El Reino de Dios quiere también
crecer en cada uno de nosotros, interiormente. Para ello tenemos que dejar
abierta nuestra mente para que entre y puedan cuajar los
criterios evangélicos. Para ello tenemos que abrir el corazón para
que esa semilla se cuele y purifique nuestros afectos limpiándolos y
elevándolos con la caridad de Cristo.
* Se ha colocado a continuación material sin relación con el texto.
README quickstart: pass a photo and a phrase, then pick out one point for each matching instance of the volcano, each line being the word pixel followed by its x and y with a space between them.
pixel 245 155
Para ello tenemos que permitir que la
semilla del evangelio encuentre un hueco en nuestra voluntad y
provoque la revolución de la conversión del pecado a la gracia.
¿Cómo están las raíces de mi árbol cristiano, fuertes porque están
alimentadas por la Palabra y la Eucaristía?, ¿cómo está el tronco: firme o a
punto de caer ante el primer vendaval? ¿Y las hojas: verdes o secas? ¿Estoy
dando frutos sabrosos de virtudes? ¿Comparto esos frutos en mi familia, en mi
trabajo, en mi parroquia, entre mis amigos? ¿Cuántos “pájaros vienen a
cobijarse a la sombra de mi árbol”?
Señor, sigue regando y abonando con tu gracia el árbol del Reino que ha
crecido en mi interior para que llegue a la madurez y dé frutos de vida eterna.
Y dame fuerzas y coraje y osadía para llevar el polen de mi buen ejemplo y de
mi palabra convencida y sincera a fin de que llegue a todas las extremidades de
la tierra y queden fecundadas con la semilla de tu Evangelio.